Read Alexis de Tocqueville’s “Democracy in America,” a concise two-volume explication of the philosophical underpinnings of the American experiment in a hybrid democratic republic to understand why American worked so well for so long – and how to restore that framework.
In the first place, the law should apply equally to all, both great and small. The routine practice of the Congress of exempting itself from rules it imposes on lesser mortals will cease. It will be allowed to impose no rules that are not Constitutionally enumerated to its authority.
In the short term, our society has been divided into levels of division that led to sudden mass slaughter in Rwanda. A few large principles are required to keep that division from exploding into massive violence.
When large segments of society seek to get their way by violent aggression, that aggression is fueled, not quenched, if the response is not resolutely decisive. When large numbers of political office holders seek to weaponize the law to punish their opponents or those who merely disagree with them, it undermines the legitimacy of and public respect for the law, planting seedlings of violent opposition when that becomes the only effective means of redress of legitimate grievances.
Therefore, substantial early arrests must be made of public officials who have weaponized the law to punish dissent. That means a lot of federal agents, especially high officials in the IRS, will be going to jail. Also headed for jail are those state attorney generals who seek to make it a felony to disagree with them politically – right now most publicly on ‘climate change.’ Judges and human “rights” commissioners who have imposed penalties on Christians for simply living their faith – refusing to participate in offensive ceremonies, but discriminating against no one – will not just lose their office, but go to jail for a time. I have always loathed abuse of public power against ordinary citizens. A small number of early, vigorous arrests should get the message across and take the wind right out of this modern penchant.
No one shall be arrested during the time of emergency for merely advocating an opinion, but protests that depend on rioting will result in mass arrests of the rioters.

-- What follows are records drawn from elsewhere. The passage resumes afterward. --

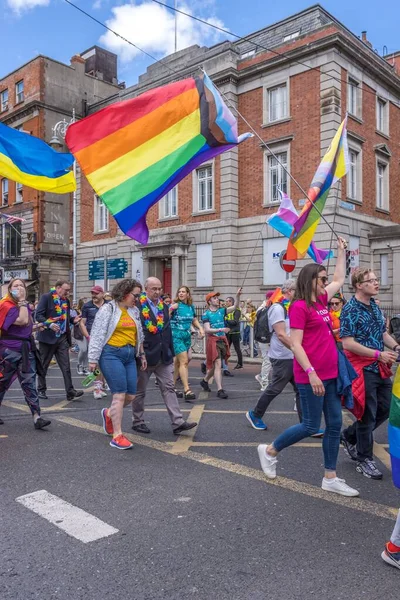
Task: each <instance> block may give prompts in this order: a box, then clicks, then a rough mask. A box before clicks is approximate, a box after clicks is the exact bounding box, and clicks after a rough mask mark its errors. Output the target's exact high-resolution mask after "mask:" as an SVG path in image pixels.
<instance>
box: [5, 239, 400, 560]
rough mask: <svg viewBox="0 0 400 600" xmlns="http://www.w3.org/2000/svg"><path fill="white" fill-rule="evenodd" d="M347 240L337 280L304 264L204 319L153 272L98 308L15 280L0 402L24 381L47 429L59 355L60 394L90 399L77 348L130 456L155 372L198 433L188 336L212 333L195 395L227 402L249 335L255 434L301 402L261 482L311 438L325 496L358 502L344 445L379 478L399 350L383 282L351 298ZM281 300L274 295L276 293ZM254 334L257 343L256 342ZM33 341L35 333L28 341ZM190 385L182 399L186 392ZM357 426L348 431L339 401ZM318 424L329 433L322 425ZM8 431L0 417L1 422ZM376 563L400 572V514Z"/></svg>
mask: <svg viewBox="0 0 400 600" xmlns="http://www.w3.org/2000/svg"><path fill="white" fill-rule="evenodd" d="M344 280H345V242H344V240H342V239H341V238H339V240H338V257H337V262H336V269H335V272H334V275H333V278H332V280H331V281H330V282H329V281H328V276H327V273H326V269H325V267H324V266H322V265H318V264H314V263H313V264H308V265H306V266H305V267H303V268H302V269H301V271H300V273H299V275H298V277H297V280H294V279H287V280H286V281H285V282H284V283H283V285H282V286H281V288H280V289H279V290H275V291H270V292H268V293H267V295H266V298H265V300H264V302H263V303H262V304H261V306H260V307H259V308H258V309H256V308H255V307H254V305H253V304H252V302H251V300H250V299H248V300H247V301H246V302H244V303H243V302H241V299H240V297H241V293H242V290H241V288H240V289H239V290H238V291H237V294H236V296H235V297H231V296H229V297H227V298H226V299H225V300H224V301H222V300H221V297H220V293H219V292H210V293H208V294H207V295H206V297H205V302H206V309H205V311H204V312H203V314H202V317H201V320H199V319H198V316H197V314H196V310H195V307H194V305H193V299H192V296H191V291H190V289H189V288H188V287H187V286H181V287H179V289H178V290H177V293H176V296H175V298H171V297H170V296H168V295H166V296H164V297H163V296H162V284H161V282H160V281H159V280H158V279H157V278H155V277H149V278H148V279H147V280H146V282H145V284H144V287H143V286H142V284H141V283H140V282H138V281H136V280H134V279H124V280H122V281H121V282H119V283H117V284H116V285H115V286H114V288H113V290H112V292H111V294H110V295H109V296H107V295H106V294H105V292H104V290H103V289H102V288H101V287H100V286H98V285H96V286H94V287H93V288H92V289H91V299H90V300H87V299H82V300H81V301H80V302H79V303H78V304H77V306H76V307H75V306H74V307H73V308H71V306H70V302H69V299H68V296H69V292H70V283H69V282H68V281H64V280H60V281H57V282H56V283H55V285H54V287H53V288H51V290H50V291H49V292H48V293H46V294H43V295H42V297H41V298H40V300H39V302H38V304H37V306H36V307H34V306H32V305H30V304H29V303H28V301H27V290H26V285H25V282H24V281H22V280H20V279H13V280H11V281H10V283H9V285H8V289H7V294H6V295H5V296H4V298H3V299H2V300H1V301H0V329H1V336H0V404H1V402H2V400H3V398H4V396H5V393H6V392H7V390H8V389H9V388H10V386H11V384H12V383H13V382H14V380H15V379H16V378H18V380H19V382H20V385H21V388H22V391H23V394H24V398H25V401H26V403H27V405H28V406H29V409H30V411H31V414H32V418H33V423H34V427H35V428H36V429H43V428H45V427H48V426H49V425H50V424H51V422H50V421H49V420H47V419H44V418H43V417H42V416H41V411H40V401H41V400H47V398H48V397H47V383H46V376H47V371H48V368H49V365H50V364H51V362H52V360H53V359H55V360H56V362H57V363H58V365H59V367H60V370H61V373H62V375H63V379H64V386H65V391H66V398H67V399H68V400H70V401H75V400H77V399H79V398H80V397H81V396H82V395H83V393H84V392H83V391H82V390H76V389H75V387H74V385H73V381H72V374H71V364H70V349H71V346H72V344H73V341H74V343H76V344H77V346H78V365H77V372H78V374H79V375H82V376H83V375H88V374H89V373H93V374H94V375H93V377H94V378H95V379H94V386H93V393H94V397H95V398H96V399H97V400H100V399H101V398H104V397H105V396H106V395H107V391H110V393H111V403H110V406H109V407H104V408H102V409H101V419H102V423H103V429H104V432H105V434H106V435H107V436H110V438H111V440H110V446H112V447H113V448H117V449H120V450H127V449H130V448H132V443H131V441H130V440H129V439H128V438H127V437H126V436H125V435H124V434H123V431H122V418H123V410H124V407H126V406H128V405H131V407H132V429H133V430H134V431H136V432H139V433H143V434H149V433H150V432H151V430H150V428H149V426H148V425H147V423H146V421H145V418H144V417H145V397H146V390H147V386H148V383H149V380H150V377H151V376H154V377H155V379H156V384H157V386H158V389H159V392H160V393H161V396H162V399H163V401H164V403H165V406H166V408H167V412H168V415H169V418H170V421H171V427H172V431H173V433H174V434H175V435H179V434H181V433H182V432H185V431H188V430H190V429H192V428H194V427H196V425H197V423H195V422H187V421H185V420H184V418H183V415H182V411H181V408H180V405H179V400H178V399H179V398H183V399H184V400H185V401H187V402H195V401H196V393H195V392H193V390H192V389H191V387H190V384H189V369H188V367H189V362H190V360H191V352H192V351H191V337H192V333H193V331H197V333H198V336H199V337H200V339H202V338H204V337H205V354H206V360H205V364H203V365H202V372H203V374H204V377H203V378H202V379H201V381H200V386H201V388H202V390H203V391H204V392H208V393H211V391H212V390H211V387H210V384H211V382H212V381H215V384H216V388H217V390H216V394H217V397H218V398H220V399H226V398H228V394H227V392H226V390H225V389H224V387H223V378H224V376H229V375H232V374H231V373H230V371H229V368H228V362H229V359H230V356H231V354H230V351H231V348H232V346H233V348H234V350H235V356H236V359H235V360H236V365H235V367H234V370H240V369H242V368H243V352H242V348H243V345H244V346H245V345H246V343H252V342H251V341H250V340H253V339H254V343H255V344H257V346H258V349H259V351H260V352H261V355H262V366H261V372H260V374H259V375H257V376H256V378H257V381H258V382H259V384H260V388H261V395H260V397H259V399H258V402H257V404H256V406H255V407H254V408H253V409H251V410H248V411H247V413H246V418H247V420H248V422H249V423H250V425H251V426H252V427H253V428H254V429H256V430H259V431H263V430H266V429H267V428H268V426H267V424H266V423H265V421H264V417H265V414H266V412H267V411H268V408H269V406H270V404H271V403H272V402H273V400H274V399H275V398H276V397H277V396H279V395H280V394H281V393H282V392H283V391H284V389H285V388H286V386H287V384H290V385H291V386H292V388H293V391H294V394H295V402H296V404H295V406H296V409H297V414H298V421H299V422H298V424H296V425H293V426H291V427H289V428H288V429H286V430H285V431H283V432H282V433H280V434H279V435H278V436H277V437H275V439H274V441H273V442H272V443H271V444H260V445H259V446H258V448H257V452H258V457H259V461H260V465H261V468H262V470H263V472H264V473H265V475H266V476H267V477H268V478H270V479H274V478H275V477H276V470H277V462H278V458H277V457H278V455H279V454H280V452H281V451H282V450H284V449H286V448H289V447H290V446H292V445H293V444H296V443H297V442H299V441H301V440H303V439H304V438H306V437H308V436H314V437H322V452H323V460H324V473H323V477H322V483H321V487H322V489H323V490H325V491H326V492H328V493H334V494H339V495H342V496H348V497H356V496H358V495H359V492H358V490H357V489H355V488H353V487H351V486H349V485H348V484H347V483H346V482H345V481H344V480H343V479H342V478H340V477H338V476H337V471H336V468H337V459H338V453H339V447H340V444H342V446H343V448H344V451H345V453H346V455H347V456H348V457H349V459H350V460H352V461H354V463H355V472H356V473H359V474H361V475H363V476H365V477H367V478H369V479H371V480H378V479H381V478H382V473H381V471H380V470H379V468H378V466H377V464H376V462H375V460H374V456H373V432H374V430H375V429H376V428H377V427H379V426H380V425H381V424H382V423H384V422H385V421H386V420H387V419H388V416H389V410H390V403H391V396H392V380H391V376H392V366H393V365H395V363H396V361H399V353H400V345H399V344H398V341H397V339H395V336H392V335H390V334H389V333H388V331H387V323H386V318H385V316H384V315H383V313H382V311H381V309H380V307H379V305H378V303H377V302H376V301H375V297H376V296H377V294H378V292H379V281H378V279H377V278H376V276H375V274H374V272H373V271H372V270H371V269H368V268H358V269H356V270H355V271H354V272H353V274H352V286H353V288H354V296H353V297H352V298H351V299H349V300H348V301H347V302H346V301H345V299H344V297H343V295H342V293H341V290H342V288H343V284H344ZM278 292H279V293H278ZM249 328H254V336H249V335H248V332H249ZM34 336H36V337H34ZM179 384H181V385H182V391H181V390H179V389H178V385H179ZM343 405H344V406H345V407H347V408H348V409H349V410H350V411H351V412H352V413H353V414H354V416H355V417H356V420H355V421H354V422H353V424H352V425H350V426H349V427H346V428H345V429H343V428H342V406H343ZM322 415H324V423H325V425H324V428H322V427H321V420H322ZM0 422H1V421H0ZM382 558H383V559H384V560H385V561H386V562H388V563H389V564H391V565H393V566H396V567H398V568H400V511H399V517H398V519H397V522H396V526H395V529H394V531H393V534H392V537H391V540H390V541H389V542H388V543H387V544H386V547H385V550H384V552H383V553H382Z"/></svg>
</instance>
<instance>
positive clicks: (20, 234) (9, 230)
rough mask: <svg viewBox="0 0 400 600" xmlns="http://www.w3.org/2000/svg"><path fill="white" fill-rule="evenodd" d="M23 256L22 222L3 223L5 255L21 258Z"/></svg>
mask: <svg viewBox="0 0 400 600" xmlns="http://www.w3.org/2000/svg"><path fill="white" fill-rule="evenodd" d="M20 256H21V223H20V222H19V223H13V224H12V225H10V224H8V223H5V224H4V225H3V257H4V258H20Z"/></svg>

Those who try to deprive others of their civil liberties will be arrested. Radicals on campus and in such movements as BLM will be given the opportunity to suffer for their beliefs if they express them violently or hinder others from the free expression of competing beliefs.
When disorder is small and sporadic, the public interest and safety is usually best-served by the incarceration under criminal law of the few who commit actual crimes. When it is widespread and an entire culture has degenerated into disorder, the primary goal is the re-establishment of a stable public order and the reintegration of the offenders into that order. That is why, after the Civil War, Abraham Lincoln did not seek to punish and jail rebel leaders, but to knit them back into the common family the nation was intended to be.
The need for temporary jails will be great in order to check the abuses of public corruption and arrogance and the violent aggression of rioters. But the duration of incarceration for such offenders must only be for the duration of the Storm. The purpose of incarceration is to prevent an explosion of violence while society is rising to the challenges of the Storm and to re-knit it into a common culture once again. All such offenders should be released within six months of the Rescue, with a return to normal criminal law – with the exception that those who abused a public position of trust to punish enemies may be permanently barred from holding any office of public honor or authority.